È su questo aspetto che si concentra anche la terza stazione: durante l’età giovanile impariamo a «previvere» infatti, soprattutto imitando le narrazioni del passato. In questa fase Ferraris sancisce una sorta di personale distacco definitivo da Proust, autentica ossessione in gioventù, attraversandone la lettura in maniera serrata soltanto per superarla nell’approdo alla quarta stazione, il «convivere» del presente, fondato sulle relazioni con gli altri esseri umani: “La felicità è autentica solo se condivisa”, per parafrasare Chris McCandless di Into the Wild. Ma per condividere qualcosa è necessario uno sfondo comune, una cultura condivisa che ci riconnette con il passato, con tutto l’apparato di «sopravvivenze» che riceviamo soprattutto grazie alla scrittura. Questa è l’autentica protagonista del testo, in un innamoramento che a tratti Ferraris prova a nascondere soltanto per affermare la necessità di rivolgere l’attenzione all’orizzonte delle relazioni umane.

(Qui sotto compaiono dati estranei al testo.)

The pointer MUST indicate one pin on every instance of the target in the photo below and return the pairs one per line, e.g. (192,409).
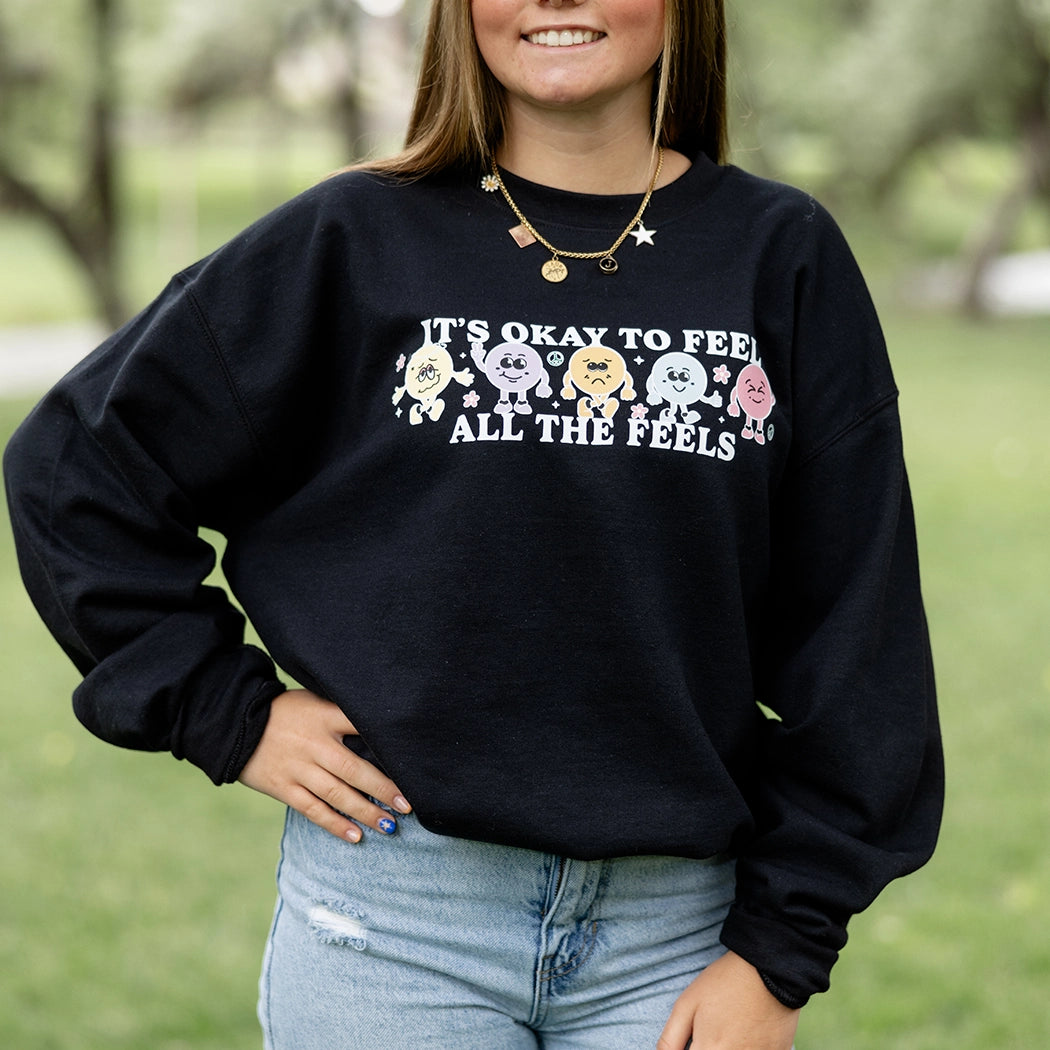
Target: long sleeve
(849,789)
(108,481)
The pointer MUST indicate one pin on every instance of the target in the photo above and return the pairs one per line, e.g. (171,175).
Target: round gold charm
(554,271)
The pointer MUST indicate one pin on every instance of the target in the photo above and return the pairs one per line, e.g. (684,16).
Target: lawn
(135,896)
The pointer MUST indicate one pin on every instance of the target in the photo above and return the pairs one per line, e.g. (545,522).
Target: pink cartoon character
(512,369)
(753,395)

Il valore inestimabile del convivere è il lascito principale che l’autore vuole consegnarci, proponendo una sorta di trascendenza mondana: un ritorno sulla terra e al presente dopo aver superato tanto la vana speranza di rimanere immortali (o almeno sopravvivere) nella trascendenza della scrittura, quanto quella di imparare a «previvere» da un manuale pronto all’uso, quanto ancora la speranza di “resurrezione” insita nel tentare di riparare le cose. Queste non si aggiustano mai completamente perché non possono risorgere, un piatto sbeccato resta tale, così come un omero fratturato può rimarginarsi ma serberà per sempre il segno del trauma.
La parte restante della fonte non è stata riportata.